Wednesday, September 5, 2007

Just Cut To The Chase Already!

Walking home tonight with some friends and we walk past someone who begins the conversation with "excuse me guys, I'm really sorry to bother you, if I could have just a minute of your time..."

You know where this is going. I don't mind being asked for change. But I do mind having my time wasted. Don't give me the long intro and the sob story, just cut to the mother fucking chase! You want money. Ask for it. Spare me the theatrics and improv routines.

I'm Shocked, Shocked To Find Gambling Going on Here

Today's NY Times has a page one story about--gasp--escorts who use Craig's List to get customers and cops who pose as escorts to sting Johns.

Uh, yeah that story is about ten years old. In fact, if memory serves, the NY Times already wrote a similar story to this not too long ago, but rest assured now all the local stations will be prepping their own sweeps stories on this "trend." Can't wait until "Dateline" starts setting up their own sting operations.

Have to say that the CL guy's line about being against having prostitutes advertise on the site doesn't exactly jibe with CL having an "erotic services" section.

This article proves the old newsroom adage there are no new stories, only new reporters.

Tuesday, September 4, 2007

Mad Men

Sure makes smoking look good. Of course, the advantage to setting a show in 1960 is you can have lots of smoking and drinking and you don't have to worry about appeasing the politically correct.

I can live vicariously can't I?

Getting Dark

Summer's drawing to an end. It was pretty dark by 7:30 last night. It's that annoying time of the year when it is dark when I get up to run (and will stay that way until we move the clocks back an hour) and it is starting to get dark earlier too.

This summer was so-so. Had a relationship end, or enter a new chapter, or whatever. Had some tough spots. Struggled with work every now and then. But truthfully it was just a routine summer. Had a decent softball season although a late season hitting slump bummed me out. Still have one more week to play (championships) so that's good.

And now I'm back at work and trying to stay focused. I know, you call this staying focused? Hey, at least I'm not wasting time on You Tube looking for semi-erotic smut. It's there, btw, you just have to know where to find it.

Somehow the sound has been shut off on my computer. This is a blessing really so I'm not going to try to have it fixed. No sound makes it harder to enjoy said smut. I'm going to assume that this is someone doing for me what I can't do for myself.

I'm almost through the Jason Starr book "Lights Out." It's good. He's good on details, which is something I will struggle with if I ever try to write a book. You need to be able to describe street corners, intersections, neighborhoods in a way that seems real, that captures the reader, that paints a picture. I've always had trouble unlocking that part of my brain. It really is just a matter of taking the plunge and cutting loose but I've struggled with that.

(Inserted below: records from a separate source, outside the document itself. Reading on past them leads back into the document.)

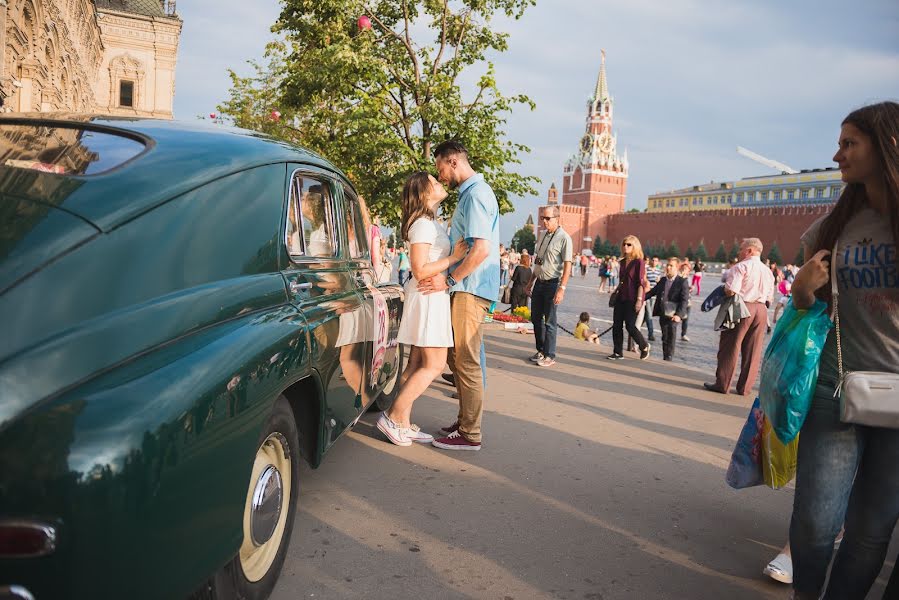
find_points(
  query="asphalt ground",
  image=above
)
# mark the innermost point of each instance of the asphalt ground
(596, 480)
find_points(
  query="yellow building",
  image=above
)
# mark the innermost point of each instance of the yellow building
(808, 187)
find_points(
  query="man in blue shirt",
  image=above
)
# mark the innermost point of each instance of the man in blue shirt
(474, 285)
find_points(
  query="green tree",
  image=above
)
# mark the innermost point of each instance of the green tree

It is something that definitely held me back in my professional career and it holds me back now.

The only way to overcome it is to just do it and see what happens. I have to stop this bullshit insecurity and fear from ruling my life and take a shot. Starr's book has a good plot although some of his dialogue seems forced and while the book is set in the present, some of his characters (particularly the older characters)seem a little out of date. It's probably, I'm guessing, because Starr is looking to parental figures of his childhood vs. today. Hey, that's a nit picky observation, but that is also something I know I'll wrestle with if I try to write about twenty somethings with a 40 something voice. It's not easy. Starr has all these references to rap and different rappers his characters listen to and I wonder, does he listen to this stuff or just study billboard and read an issue of "The Source" to give himself cred? I may have to set any book I write in the 70s or 80s or early 90s since that is where all my musical knowledge lies. Or I'll just write about people my own age. Anyway, none of this is meant as a criticism, I'm enjoying his book, it's the second one of his I've read and I'll definately get the latest one, which I can't find (lucky bastard!).

More people to link in with on LinkedIn. Sooner or later I've got to figure out how to use this f-ing site beyond just connecting with people I never talk to anymore in the first place. Anyone have any ideas?

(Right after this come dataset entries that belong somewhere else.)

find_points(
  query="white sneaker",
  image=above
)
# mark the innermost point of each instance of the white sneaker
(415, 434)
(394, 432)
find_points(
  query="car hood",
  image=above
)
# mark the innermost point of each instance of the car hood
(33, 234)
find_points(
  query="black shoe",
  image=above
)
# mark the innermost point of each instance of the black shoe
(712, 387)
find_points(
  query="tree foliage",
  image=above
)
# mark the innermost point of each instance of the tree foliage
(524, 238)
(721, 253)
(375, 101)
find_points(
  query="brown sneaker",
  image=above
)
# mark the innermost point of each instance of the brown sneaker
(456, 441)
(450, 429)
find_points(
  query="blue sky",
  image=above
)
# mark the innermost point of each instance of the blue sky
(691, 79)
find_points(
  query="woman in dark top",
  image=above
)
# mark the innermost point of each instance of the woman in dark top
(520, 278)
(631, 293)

Wow, another typical post spraying all over the place with no real point. Well, that's kind of where I'm at right now.

Sunday, September 2, 2007

Sunday Afternoon with Andy Pettite

The annoying and good thing about a blog is that it forces one to check in and post something just so too much time doesn't go by between posts.

After all, I got this thing started in the hopes of building some discipline as I try to get into the habit of writing. So even if I really don't have much to say, I feel I got to put something out there.

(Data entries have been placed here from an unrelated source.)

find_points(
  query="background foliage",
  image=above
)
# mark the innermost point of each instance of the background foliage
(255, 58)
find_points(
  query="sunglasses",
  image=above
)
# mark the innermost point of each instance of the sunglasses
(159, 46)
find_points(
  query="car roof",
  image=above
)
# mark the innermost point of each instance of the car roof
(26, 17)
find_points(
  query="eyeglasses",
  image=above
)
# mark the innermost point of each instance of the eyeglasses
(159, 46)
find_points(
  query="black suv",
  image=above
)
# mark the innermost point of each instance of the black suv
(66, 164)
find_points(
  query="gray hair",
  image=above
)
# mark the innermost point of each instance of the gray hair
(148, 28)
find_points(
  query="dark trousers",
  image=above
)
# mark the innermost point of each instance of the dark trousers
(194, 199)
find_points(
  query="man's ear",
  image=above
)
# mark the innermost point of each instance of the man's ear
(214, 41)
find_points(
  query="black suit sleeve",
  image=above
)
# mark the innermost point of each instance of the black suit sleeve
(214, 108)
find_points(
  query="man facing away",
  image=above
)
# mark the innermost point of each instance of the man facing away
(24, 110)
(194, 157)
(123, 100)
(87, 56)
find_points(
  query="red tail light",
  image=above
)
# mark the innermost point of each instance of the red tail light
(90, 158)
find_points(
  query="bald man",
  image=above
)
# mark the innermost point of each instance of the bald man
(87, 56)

It is a beautiful Sunday here. I should be playing pick-up softball in Brooklyn but I'm not. My team is in the championship next week and I could use the hitting practice but at the same time I thought maybe I'd just chill in my apartment. It's breezy and sunny and I'm doing a quick load of wash (OCD, as usual) and watching the Yankee game. I still have a lot of the paper to get through and I want to grab a nap later.

I went into the office yesterday. This is part of my embrace where you are now and be of service at work movement. So far, so good. I got some stuff done and discovered that the sound is broken on my computer. I don't know how this happened and while I could get it fixed I am going to try not to do that. Without sound, I won't surf You Tube all day looking for either music clips or material of a more tawdry nature. I'm viewing this as a sign that someone wants me to put a little more effort into my job and has graciously done what I could not do for myself and removed one of my big methods of distractions.

Saw Super Bad last night. Very funny although a couple of the subplots didn't work for me. Still, I laughed pretty hard through much of the movie and you can't ask for more than that.

Bought a Jason Starr book. He's a young(ish) noir writer. I read one of his early books and liked it so I thought I'd give this one a shot. I'm only two pages in but I think I'll stick with it. That'll be good since I don't think I am going to ever get through "Then We Came to the End." It got great reviews and it isn't bad but I'm not hooked and I'm about halfway through. It's about this assortment of odd balls working in a Chicago ad agency. Parts of it are amusing but it is either trying to do too much or it says too little. Or maybe I'm just not in the right place for this particular book.

Almost time to go down to the dryer then I'm going to turn on the radio and read in the bedroom. Sooner or later I'll catch this morning's "Reliable Sources," most of which I'll fast forward through. Considering that Howard Kurtz just asked should news magazines be in the opinion business. I should just delete the whole show. Yes, Howard, news magazines should express some opinions. Every story a magazine chooses to pursue has some kind of opinion behind the decision to assign it. Every story Howard Kurtz chooses to write is in part driven by his opinion that this is a story worth reading.

And guess what, that is the way it should be. I trust that if Kurtz is writing it, there is probably some news value to it. When I was in the game my boss expected me to know what was what and determine what was worth a story. That's called having an opinion. I sometimes wonder if so called media watchdogs and pundits wouldn't prefer a world where everyone covered one story and then moved on so that no opinions on the subject matter could be formed. Problem is, that goes against the whole idea of what a reporter does. A reporter is supposed to be well-versed in his beat. He or she is supposed to know the subjects they cover, have the knowledge to determine what is important and what isn't. Will they screw up on occasion? Sure. But I'd rather read pieces from reporters that have edge, knowledge of their subject matter and (gasp) some opinions. I'm a big boy, I can take all that into consideration when I read the story and decide what value to put on it.

OK, I went from a light check-in on a sunny Sunday to a long babble about journalism. Oh well, that's where the keypad took me. Time to go to the dryer.